Braaaaaaaaaaaaaaaaaaaaainyyyyyyyyyyyyyyyyyyy!

Attend the tale of Brainy 5
(Attend the tale of Brainy 5)
Probably the smartest teen alive
(Probably the smartest teen alive)
What happens next is in the book
So go buy a copy and take a look
At Brainy
At Brainy 5
The super genius from Colu


In February, 1996, (“The Great and Powerful”) Danny Sichel wrote:

How this started: there was a debate over the origins, modifications and appropriateness of the phrase “(Great) Floating v4 Flamewar.”  Troy (I think) said that aesthetic appeal is important — after all, how would you like “The Moderately Okey-Dokey Floating v4 Flamewar”?  I responded that that was the name, and first line, of a song Mordru recorded at the height of his vaudeville career.  Earlier this evening, while my supper was in the microwave, I started playing around on my piano, trying to get the tune just right... and by the time I was eating, the lyrics were just pouring through my brain. Disgusting image, eh?  Without much further ado, I hereby present what there is, so far, of:

The Official Legion of Super-Heroes Flamewar Song!!!

(chorus)
It’s... the... MOderATEly OKey-DOKey FLOATing VEE-four FLAMEwar...
It goes on all the time
The Moderately Okey-Dokey Floating v4 Flamewar
The Legion at its worst and its prime!

(verse 1)
“I blame it all on Giffen.”
“You’re wrong, the Bierbaums suck!”
“Oh yeah, well what do you know,
You goddamn worthless stupid f— It’s the Moderately (etc.)

(verse 2)
Look what they did to Tenzil!
And who’s this Proty/Garth?
My God, they crippled Dawnstar!
I think I’m gonna have to b— It’s the Moderately (etc.)
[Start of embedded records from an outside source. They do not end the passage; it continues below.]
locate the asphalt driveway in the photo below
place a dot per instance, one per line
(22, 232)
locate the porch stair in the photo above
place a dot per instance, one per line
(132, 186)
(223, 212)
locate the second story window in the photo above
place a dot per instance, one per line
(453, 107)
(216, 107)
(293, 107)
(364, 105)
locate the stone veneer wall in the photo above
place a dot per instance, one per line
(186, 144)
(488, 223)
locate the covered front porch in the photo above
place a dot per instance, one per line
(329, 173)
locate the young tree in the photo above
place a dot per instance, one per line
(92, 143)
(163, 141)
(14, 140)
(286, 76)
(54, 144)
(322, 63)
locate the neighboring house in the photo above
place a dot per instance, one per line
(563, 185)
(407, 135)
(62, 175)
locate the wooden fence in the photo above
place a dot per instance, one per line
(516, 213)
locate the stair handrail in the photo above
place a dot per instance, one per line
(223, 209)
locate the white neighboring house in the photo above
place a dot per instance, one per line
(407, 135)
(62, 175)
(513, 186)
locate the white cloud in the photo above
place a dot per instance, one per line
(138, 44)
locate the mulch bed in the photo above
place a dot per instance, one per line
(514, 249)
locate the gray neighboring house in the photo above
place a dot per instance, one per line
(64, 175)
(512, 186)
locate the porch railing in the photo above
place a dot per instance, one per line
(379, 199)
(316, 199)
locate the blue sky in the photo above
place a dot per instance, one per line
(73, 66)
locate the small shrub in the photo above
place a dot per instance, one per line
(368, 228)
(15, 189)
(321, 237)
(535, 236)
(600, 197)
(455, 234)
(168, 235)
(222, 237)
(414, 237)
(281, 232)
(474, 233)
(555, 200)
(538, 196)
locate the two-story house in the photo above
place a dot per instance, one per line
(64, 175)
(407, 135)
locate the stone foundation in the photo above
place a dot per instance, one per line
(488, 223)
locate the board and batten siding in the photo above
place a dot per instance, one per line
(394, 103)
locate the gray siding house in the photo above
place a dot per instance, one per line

Lev Kalman then contributed a third verse:

(verse 3)
Then there is these new guys
They’re called SW6
They may be an inspiration
or just a bunch of d— It’s the Moderately (etc.)

(As to that bit about Mordru’s vaudeville career... don’t ask.  Really.  It’s a running Internet fan joke.  Take it as a given that the last gasps of his career are the only explanation for lowering himself to star in the two “Challenge of the Super-Heroes” TV shows in the 1970s.  [And to be chased by Adam West on a jet-ski!]  Oh, how the mighty had fallen!)